Section 706. Court-appointed experts

(a) Appointment. If legally permissible, the court, on its own or at the request of a party, may appoint an expert. Unless mandated by law to accept the assignment, the expert shall have the right to refuse such appointment. The court, after providing an opportunity to the parties to participate, shall inform the expert of his or her duties. The expert may be required to testify.

(b) Compensation. Expert witnesses so appointed are entitled to reasonable compensation, as set by the court, unless controlled by statute or rule. Except as otherwise provided by law, the compensation shall be paid by the parties in such proportion and at such time as the court directs, and thereafter charged in like manner as other costs.

(c) Disclosure of appointment. The fact that the court appointed the expert witness shall not be disclosed to the jury.

(d) Parties’ choice of their own experts. This section does not limit a party in calling its own experts.

Note

This section is derived from Commonwealth v. O’Brien , 423 Mass. 841, 855 n.24 (1996); Fed. R. Evid. 706; and Proposed Mass. R. Evid. 706, and reflects the Massachusetts practice of making widespread use of court appointed experts. See, e.g., G. L. c. 119, §§ 21 24 (court appointed expert to assist in determination of cases involving children in need of services); G. L. c. 123, § 15(a)–(c) (court appointed expert to assess criminal defendant’s competency to stand trial or criminal responsibility); G. L. c. 123, § 15(e) (court appointed expert to render opinion to assist court in sentencing defendant); G. L. c.190B, § 5-303(e) (court appointed expert to assess mental health of a person who may be in need of guardianship); G. L. c. 215, § 56A (guardian ad litem to investigate facts for the Probate and Family Court relating to care, custody, and maintenance of children); Brodie v. Jordan , 447 Mass. 866, 867 (2006) (expert witness appointed by court to render opinion on the value of corporation’s net assets); Commonwealth v. Berry , 420 Mass. 95, 103 (1995) (judge warranted in relying upon opinion of court appointed expert); Commonwealth v. Aponte , 391 Mass. 494, 497–498 (1984) (court appointed expert in statistical analysis in social sciences to assist in resolution of challenge to method of grand jury selection in Essex County); Gilmore v. Gilmore , 369 Mass. 598, 604–‌605 (1976) (use of court appointed guardian ad litem for investigation in child custody cases); Munshani v.

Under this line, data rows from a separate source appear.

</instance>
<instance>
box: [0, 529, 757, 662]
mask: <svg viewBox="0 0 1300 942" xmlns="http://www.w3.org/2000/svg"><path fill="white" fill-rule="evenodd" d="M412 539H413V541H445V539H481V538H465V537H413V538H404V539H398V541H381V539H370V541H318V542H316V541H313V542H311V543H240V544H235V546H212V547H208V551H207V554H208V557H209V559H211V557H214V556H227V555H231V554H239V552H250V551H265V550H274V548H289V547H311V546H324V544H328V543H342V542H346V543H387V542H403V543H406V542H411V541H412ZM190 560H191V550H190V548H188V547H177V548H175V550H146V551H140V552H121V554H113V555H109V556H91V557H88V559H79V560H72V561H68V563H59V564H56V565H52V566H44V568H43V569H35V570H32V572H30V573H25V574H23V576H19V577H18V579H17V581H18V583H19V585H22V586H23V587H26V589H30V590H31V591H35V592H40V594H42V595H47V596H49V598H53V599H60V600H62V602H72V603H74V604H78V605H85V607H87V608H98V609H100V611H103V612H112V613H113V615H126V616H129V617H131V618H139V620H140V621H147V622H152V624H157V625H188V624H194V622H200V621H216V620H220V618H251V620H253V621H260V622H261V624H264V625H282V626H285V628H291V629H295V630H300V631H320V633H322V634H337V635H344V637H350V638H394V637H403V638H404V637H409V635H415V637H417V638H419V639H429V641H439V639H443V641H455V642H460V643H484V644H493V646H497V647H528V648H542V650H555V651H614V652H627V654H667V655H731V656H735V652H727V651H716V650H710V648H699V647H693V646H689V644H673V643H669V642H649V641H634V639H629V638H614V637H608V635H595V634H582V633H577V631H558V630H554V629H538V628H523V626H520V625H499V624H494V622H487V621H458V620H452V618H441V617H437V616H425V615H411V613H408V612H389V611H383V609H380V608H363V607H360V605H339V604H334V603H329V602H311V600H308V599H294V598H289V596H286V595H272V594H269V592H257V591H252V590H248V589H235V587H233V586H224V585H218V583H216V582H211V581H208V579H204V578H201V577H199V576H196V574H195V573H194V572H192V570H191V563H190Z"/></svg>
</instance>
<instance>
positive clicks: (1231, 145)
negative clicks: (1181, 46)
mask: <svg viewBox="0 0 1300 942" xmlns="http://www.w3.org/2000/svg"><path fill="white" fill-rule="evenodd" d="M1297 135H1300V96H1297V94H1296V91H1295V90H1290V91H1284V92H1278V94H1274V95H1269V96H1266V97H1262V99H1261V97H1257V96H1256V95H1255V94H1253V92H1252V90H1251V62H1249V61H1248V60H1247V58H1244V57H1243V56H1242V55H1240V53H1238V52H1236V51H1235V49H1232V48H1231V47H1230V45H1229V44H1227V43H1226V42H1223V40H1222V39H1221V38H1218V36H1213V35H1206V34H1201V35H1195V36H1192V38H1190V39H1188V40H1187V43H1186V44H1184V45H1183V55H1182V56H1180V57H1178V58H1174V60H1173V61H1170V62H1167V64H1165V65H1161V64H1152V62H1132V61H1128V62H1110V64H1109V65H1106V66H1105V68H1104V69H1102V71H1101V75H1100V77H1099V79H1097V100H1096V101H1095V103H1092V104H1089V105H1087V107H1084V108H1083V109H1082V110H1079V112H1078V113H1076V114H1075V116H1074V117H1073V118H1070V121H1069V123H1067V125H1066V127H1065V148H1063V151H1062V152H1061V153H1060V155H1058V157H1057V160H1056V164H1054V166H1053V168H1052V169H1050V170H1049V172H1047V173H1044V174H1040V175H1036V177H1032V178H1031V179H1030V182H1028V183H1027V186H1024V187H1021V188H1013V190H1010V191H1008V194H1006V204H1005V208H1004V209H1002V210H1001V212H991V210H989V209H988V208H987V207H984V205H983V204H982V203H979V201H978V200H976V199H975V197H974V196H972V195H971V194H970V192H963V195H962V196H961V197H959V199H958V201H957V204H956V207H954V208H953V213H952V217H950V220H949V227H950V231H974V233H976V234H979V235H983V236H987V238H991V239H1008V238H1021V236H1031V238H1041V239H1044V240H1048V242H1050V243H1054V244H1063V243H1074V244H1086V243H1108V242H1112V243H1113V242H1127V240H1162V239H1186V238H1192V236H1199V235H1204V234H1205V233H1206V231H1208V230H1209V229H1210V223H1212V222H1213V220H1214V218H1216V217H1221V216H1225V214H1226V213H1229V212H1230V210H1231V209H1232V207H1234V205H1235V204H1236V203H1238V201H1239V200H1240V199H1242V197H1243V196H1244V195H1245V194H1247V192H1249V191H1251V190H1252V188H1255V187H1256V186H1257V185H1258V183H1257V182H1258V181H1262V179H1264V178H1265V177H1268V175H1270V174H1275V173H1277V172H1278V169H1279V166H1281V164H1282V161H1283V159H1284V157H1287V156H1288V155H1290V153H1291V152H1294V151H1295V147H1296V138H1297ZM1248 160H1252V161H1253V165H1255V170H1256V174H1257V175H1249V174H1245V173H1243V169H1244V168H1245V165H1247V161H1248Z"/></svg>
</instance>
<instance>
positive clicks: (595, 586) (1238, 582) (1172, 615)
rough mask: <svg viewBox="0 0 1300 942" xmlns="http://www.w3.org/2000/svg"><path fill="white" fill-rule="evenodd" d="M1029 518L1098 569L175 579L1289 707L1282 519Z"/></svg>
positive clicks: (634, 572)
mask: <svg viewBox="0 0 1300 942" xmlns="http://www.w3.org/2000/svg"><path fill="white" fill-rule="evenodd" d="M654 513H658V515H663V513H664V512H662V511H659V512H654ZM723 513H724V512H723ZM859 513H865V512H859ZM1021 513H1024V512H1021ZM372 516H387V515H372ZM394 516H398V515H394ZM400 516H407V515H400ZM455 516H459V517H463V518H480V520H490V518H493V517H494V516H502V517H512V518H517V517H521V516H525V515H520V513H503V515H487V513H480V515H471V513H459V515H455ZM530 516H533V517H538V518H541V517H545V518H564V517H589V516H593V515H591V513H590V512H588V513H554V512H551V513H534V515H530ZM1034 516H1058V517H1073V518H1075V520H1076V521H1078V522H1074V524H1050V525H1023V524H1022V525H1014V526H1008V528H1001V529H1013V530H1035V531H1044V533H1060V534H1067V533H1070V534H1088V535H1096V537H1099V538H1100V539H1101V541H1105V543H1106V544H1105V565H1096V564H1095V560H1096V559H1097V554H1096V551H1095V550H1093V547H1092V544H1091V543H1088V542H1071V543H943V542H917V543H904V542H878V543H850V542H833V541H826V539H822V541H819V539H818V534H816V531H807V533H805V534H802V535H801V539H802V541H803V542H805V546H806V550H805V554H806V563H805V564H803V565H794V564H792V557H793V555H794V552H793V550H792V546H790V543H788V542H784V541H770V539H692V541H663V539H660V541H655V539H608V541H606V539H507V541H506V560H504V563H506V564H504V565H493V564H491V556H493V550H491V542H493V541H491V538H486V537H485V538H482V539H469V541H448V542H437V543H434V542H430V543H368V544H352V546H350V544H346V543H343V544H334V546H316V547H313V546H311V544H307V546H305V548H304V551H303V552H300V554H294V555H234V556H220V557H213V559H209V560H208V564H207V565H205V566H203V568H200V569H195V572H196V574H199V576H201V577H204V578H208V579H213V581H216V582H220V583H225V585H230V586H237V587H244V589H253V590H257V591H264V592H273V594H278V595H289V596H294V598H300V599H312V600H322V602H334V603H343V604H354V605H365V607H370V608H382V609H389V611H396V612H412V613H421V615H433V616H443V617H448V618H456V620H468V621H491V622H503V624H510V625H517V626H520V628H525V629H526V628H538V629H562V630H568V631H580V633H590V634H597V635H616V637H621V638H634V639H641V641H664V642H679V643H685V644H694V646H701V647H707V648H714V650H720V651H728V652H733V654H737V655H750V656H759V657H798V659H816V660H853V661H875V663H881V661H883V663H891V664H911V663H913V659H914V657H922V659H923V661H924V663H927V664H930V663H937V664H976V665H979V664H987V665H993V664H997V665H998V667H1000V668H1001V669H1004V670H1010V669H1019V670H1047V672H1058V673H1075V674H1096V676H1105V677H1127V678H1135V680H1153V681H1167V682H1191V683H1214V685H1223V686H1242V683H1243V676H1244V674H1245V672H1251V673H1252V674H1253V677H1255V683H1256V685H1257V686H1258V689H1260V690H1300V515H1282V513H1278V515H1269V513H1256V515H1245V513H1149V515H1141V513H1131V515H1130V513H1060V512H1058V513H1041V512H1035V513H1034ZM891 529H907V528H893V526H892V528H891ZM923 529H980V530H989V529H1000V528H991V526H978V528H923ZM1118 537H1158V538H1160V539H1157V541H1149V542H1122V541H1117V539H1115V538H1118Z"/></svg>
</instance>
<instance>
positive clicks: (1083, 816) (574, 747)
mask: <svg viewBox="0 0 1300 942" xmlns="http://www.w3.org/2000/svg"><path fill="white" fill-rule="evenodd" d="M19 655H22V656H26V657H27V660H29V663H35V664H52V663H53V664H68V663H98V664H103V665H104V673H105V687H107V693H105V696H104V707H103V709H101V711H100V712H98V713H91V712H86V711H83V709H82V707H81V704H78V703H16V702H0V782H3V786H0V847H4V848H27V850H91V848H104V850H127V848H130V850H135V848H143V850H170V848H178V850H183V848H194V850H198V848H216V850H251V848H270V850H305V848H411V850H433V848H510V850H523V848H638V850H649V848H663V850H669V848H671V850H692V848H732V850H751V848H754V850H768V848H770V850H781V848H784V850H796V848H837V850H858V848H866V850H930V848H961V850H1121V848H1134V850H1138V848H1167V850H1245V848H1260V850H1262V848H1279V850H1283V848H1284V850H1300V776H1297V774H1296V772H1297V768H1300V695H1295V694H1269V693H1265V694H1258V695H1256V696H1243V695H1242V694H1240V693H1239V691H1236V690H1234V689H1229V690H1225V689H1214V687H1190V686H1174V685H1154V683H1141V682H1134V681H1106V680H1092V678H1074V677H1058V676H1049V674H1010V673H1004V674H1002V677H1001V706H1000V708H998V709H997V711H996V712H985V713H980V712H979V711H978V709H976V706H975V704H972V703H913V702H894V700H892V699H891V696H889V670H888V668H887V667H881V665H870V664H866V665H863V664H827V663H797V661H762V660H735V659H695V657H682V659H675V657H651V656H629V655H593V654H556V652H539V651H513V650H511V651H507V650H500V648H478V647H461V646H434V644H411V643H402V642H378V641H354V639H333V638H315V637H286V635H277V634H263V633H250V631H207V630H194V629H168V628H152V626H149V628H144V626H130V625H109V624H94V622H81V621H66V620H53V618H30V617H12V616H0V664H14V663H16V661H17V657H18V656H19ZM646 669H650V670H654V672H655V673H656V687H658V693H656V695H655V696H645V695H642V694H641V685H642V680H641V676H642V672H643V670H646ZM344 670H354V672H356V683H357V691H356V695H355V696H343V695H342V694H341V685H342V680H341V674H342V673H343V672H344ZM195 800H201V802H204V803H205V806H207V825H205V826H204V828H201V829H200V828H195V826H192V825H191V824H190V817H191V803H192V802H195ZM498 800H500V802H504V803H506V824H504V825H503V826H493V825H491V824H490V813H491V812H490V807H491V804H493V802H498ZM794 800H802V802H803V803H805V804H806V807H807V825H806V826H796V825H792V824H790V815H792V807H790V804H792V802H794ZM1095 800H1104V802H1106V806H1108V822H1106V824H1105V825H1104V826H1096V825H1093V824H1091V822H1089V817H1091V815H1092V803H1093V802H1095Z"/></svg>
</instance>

Signal Lake Venture Fund II, LP , 60 Mass. App. Ct. 714, 717 (2004) (court appointed expert to assess authenticity of an electronic communication).

Failure to seek funds to consult or retain an expert where there is new scientific research and the science is evolving, which could provide a substantial ground of defense, may constitute ineffective assistance of counsel. Commonwealth v. Millien , 474 Mass. 417 (2016) (failure to consult or call expert on shaken baby syndrome).